Payton's condition is called epidermolysis bullosa, or E.B. for short. Kids with this disease are missing a key protein that fixes skin. The absence of the protein causes his body to overcompensate, leading to scarring that would eventually fuse his fingers together. Children who are born with the disease usually die before reaching adulthood.

Reid and Payton
Reid Thornton helps his son Payton in the playroom at the Ronald McDonald House in Minneapolis. Payton has a condition called epidermolysis bullosa. His extremely sensitive skin makes it difficult for him to get around.
MPR Photo/Nikki Tundel

Researchers at the University of Minnesota say for the first time they have successfully treated the rare, but fatal skin disease using stem cells. Payton's feet are already so scarred that the spaces between his toes are now gone. The wounds and scarring can occur anywhere on his body.

Joy Thornton, Payton's mother, said the worst areas are around his neck, the backs of his shoulders and the tops of his arms

"You know when he gets those wounds like that, it just looks like you've poured a bucket of hot water. I mean, it's just raw skin," she said.

The Thorntons have traveled to Minneapolis in the hopes of healing Payton's wounded skin. They know it won't be an easy process. The U of M's new treatment is very promising -- ten children so far have had their sores improve, but two others died from complications.

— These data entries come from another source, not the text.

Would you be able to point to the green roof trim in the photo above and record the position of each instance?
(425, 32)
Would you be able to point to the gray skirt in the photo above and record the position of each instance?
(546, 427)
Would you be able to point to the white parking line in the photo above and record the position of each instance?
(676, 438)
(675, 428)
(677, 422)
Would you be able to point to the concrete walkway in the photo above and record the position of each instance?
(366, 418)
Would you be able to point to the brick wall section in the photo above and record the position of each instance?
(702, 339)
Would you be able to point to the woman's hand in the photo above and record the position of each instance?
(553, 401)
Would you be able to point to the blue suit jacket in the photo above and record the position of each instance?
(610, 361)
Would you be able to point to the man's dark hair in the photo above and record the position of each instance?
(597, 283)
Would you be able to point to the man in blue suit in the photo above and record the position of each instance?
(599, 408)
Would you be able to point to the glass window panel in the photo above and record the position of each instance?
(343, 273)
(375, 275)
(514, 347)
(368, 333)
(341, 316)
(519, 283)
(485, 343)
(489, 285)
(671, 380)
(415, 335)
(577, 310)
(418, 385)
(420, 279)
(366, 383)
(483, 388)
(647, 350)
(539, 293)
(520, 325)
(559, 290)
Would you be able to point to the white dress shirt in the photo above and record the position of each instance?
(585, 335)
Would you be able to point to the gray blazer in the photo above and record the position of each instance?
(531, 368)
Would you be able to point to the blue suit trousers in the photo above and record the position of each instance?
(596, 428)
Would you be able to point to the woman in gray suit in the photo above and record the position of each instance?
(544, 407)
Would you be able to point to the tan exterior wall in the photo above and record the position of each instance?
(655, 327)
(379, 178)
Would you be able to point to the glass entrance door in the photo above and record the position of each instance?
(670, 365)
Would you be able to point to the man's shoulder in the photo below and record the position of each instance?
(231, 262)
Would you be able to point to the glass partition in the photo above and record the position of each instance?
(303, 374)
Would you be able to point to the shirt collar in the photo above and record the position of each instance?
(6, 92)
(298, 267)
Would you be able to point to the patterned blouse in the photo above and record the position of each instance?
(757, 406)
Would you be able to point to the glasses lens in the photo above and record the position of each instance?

Dr. John Wagner, the lead investigator on the project, said the main challenge for his young patients is surviving the heavy doses of chemotherapy that wipe out their immune system, so they can receive bone marrow stem cells from a donor.

"It's not an easy procedure and it's very risky," Wagner said. "That's one of the things that I think people are going to question -- trying something so new and risky in these young children."

Without the treatment though, patients could still die early from infections and an aggressive skin cancer that usually develops by their teens.

"This is a horrendous disease," Wagner said. "If we can do anything that impacts upon that quality of life, it's a good thing."

Stacking toys
At the Ronald McDonald House in Minneapolis, Payton Thornton stacks wooden toys. Because of his sensitive skin, his fingers are separated from one another by protective layers of gauze.
MPR Photo/Nikki Tundel

Payton's odds of having a successful bone marrow transplant have been improved greatly by his perfect donor match -- his 8-month-old brother, Paxton.

Payton's older brother wasn't a good donor match. So the Thorntons used in vitro fertilization and genetic testing to select an embryo that would be suitable. Joy Thornton said her son Paxton won't remember the discomfort of having some of his bone marrow removed.

"We wanted to be able to give Payton the best chance at life," she said.

There's still a lot that researchers don't understand about their novel therapy. They know the bone marrow stem cells they've selected produce large amounts of collagen 7, a sort of glue that helps holds the skin together. But they're not sure which particular stem cells are the most important in the process and if they are actually making new skin or some other substance.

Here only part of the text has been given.